# Still can't access FA.  Anyone else?



## lzeringue (Jul 24, 2010)

I have not been able to access FA since the other day when it had the 500-whatever errors.  This is just a thread to see if anyone else is having the same issue, since Dragoneer's status thingy says it's been resolved.  I really don't think it's me.  Cleared my cache and cookies, and have had a few restarts on my 'net for various reasons since then.

It just keeps timing out, no matter what page I try to hit.  Front page, my user page, a submission- I can't get anything at all.  Buuut if everyone else is having no problems, maybe I should keep hunting around for a problem on my end.  What's the general consensus?


----------



## Taralack (Jul 24, 2010)

Works fine for me. Have you tried using another browser, or accessing it from another connection?


----------



## Stargazer Bleu (Jul 24, 2010)

There in read only mode right now. They're updating to a new server.
Hopefully in a couple hours when it is done it might be fixed.


----------



## lzeringue (Jul 24, 2010)

LOL because I _magically _keep two connections in my house.... no to that one, sorry, it's kind of a silly suggestion.  Different browser yields nothing.  My connection brings up every other page I can fathom bringing up, so I'm kind of iffy on scapegoating my connection.


----------



## lzeringue (Jul 24, 2010)

OH um.  Yeah, but read-only would mean I can you know, read.  I can't do anything.  Timeout after timeout after timeout.


----------



## Taralack (Jul 24, 2010)

Go to a friend's house?
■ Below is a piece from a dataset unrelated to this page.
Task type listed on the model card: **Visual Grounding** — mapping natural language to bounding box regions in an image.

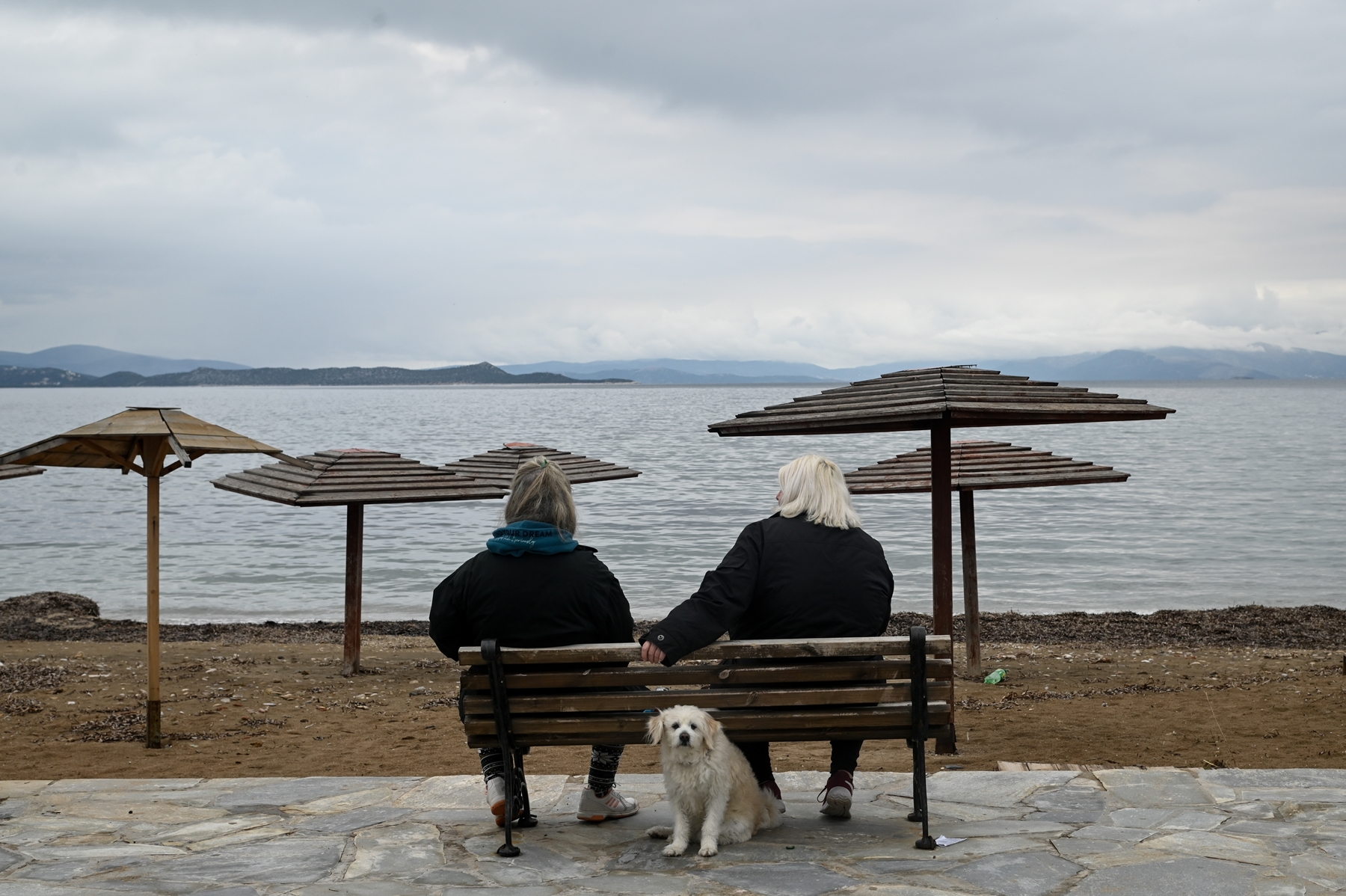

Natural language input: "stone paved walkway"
[0,770,1346,896]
Go to a place that has free wireless? Use the internet from a public library or at school?


----------



## lzeringue (Jul 24, 2010)

That's kind of an extreme reaction at 7:30 in the AM, over a website I use for entertainment purposes.  >_>


----------



## Taralack (Jul 24, 2010)

Hey, you asked.


----------



## Willow (Jul 24, 2010)

Mine's been working just fine since the crash. Maybe it's just your connection or something.


----------



## Armaetus (Jul 24, 2010)

You need alternative AM hour entertainment whenever FA is down/upgraded.


----------



## Irreverent (Jul 24, 2010)

lzeringue said:


> LOL because I _magically _keep two connections in my house.... no to that one, sorry, it's kind of a silly suggestion.  Different browser yields nothing.  My connection brings up every other page I can fathom bringing up, so I'm kind of iffy on scapegoating my connection.


 
Clear your browser's cached and cookies, close browser, reboot.


----------



## reian (Jul 24, 2010)

lzeringue said:


> LOL because I _magically _keep two connections in my house.... no to that one, sorry, it's kind of a silly suggestion.  Different browser yields nothing.  My connection brings up every other page I can fathom bringing up, so I'm kind of iffy on scapegoating my connection.


Don't be so rude when people are trying to help you...trying a different connect can help.  I sometime have this problem when I'm on my University's network, but it is fine when I'm at home.  And browsers can be funny like that...If you are using firefox, just for shits and giggles and for the sake of following advice you are given, try Chrome or whatever you may have.


----------



## ADF (Jul 24, 2010)

Who else thinks this being stuck as the most recent submission, with lots of bored FA users, is going to lead to trolling?


----------



## CaptainCool (Jul 24, 2010)

ADF said:


> Who else thinks this being stuck as the most recent submission, with lots of bored FA users, is going to lead to trolling?


 
true... i gotta say though, it was the perfect timing for that kind of attention whoring^^


----------



## ADF (Jul 24, 2010)

CaptainCool said:


> true... i gotta say though, it was the perfect timing for that kind of attention whoring^^


 
1452 views, people stuck on the first page are getting some attention


----------



## DragonLover17 (Jul 24, 2010)

If its read only mode why cant i see my private messages, why cant i read them?


----------



## Nyloc (Jul 24, 2010)

I reckon it's all a big conspiracy, clearly the individual seeking attention has sabotaged/bribed FA in some way to ensure the maximum amount of exposure.

Hopefully they'll sort out the fixes soon enough and it'll fix your problem too OP (not quite sure how, and I'm sure it's a bit of a long shot but there's no pain in hoping )


----------



## Tremaine (Jul 24, 2010)

I don't know how FA is set up, but I'll offer an educated guess. I suspect the private messages are store in the database they are upgrading. Thus, until the database is online again, you won't be able to see those.

According to the most recent status message everyone should be back online soon.


----------



## DragonLover17 (Jul 24, 2010)

Well at least i'll be able to meet one of my friends at the fair i'll be going to today.


----------



## Taralack (Jul 24, 2010)

DragonLover17 said:


> If its read only mode why cant i see my private messages, why cant i read them?


 
http://forums.furaffinity.net/threads/78518-So-I-m-just-gonna-say-it.


----------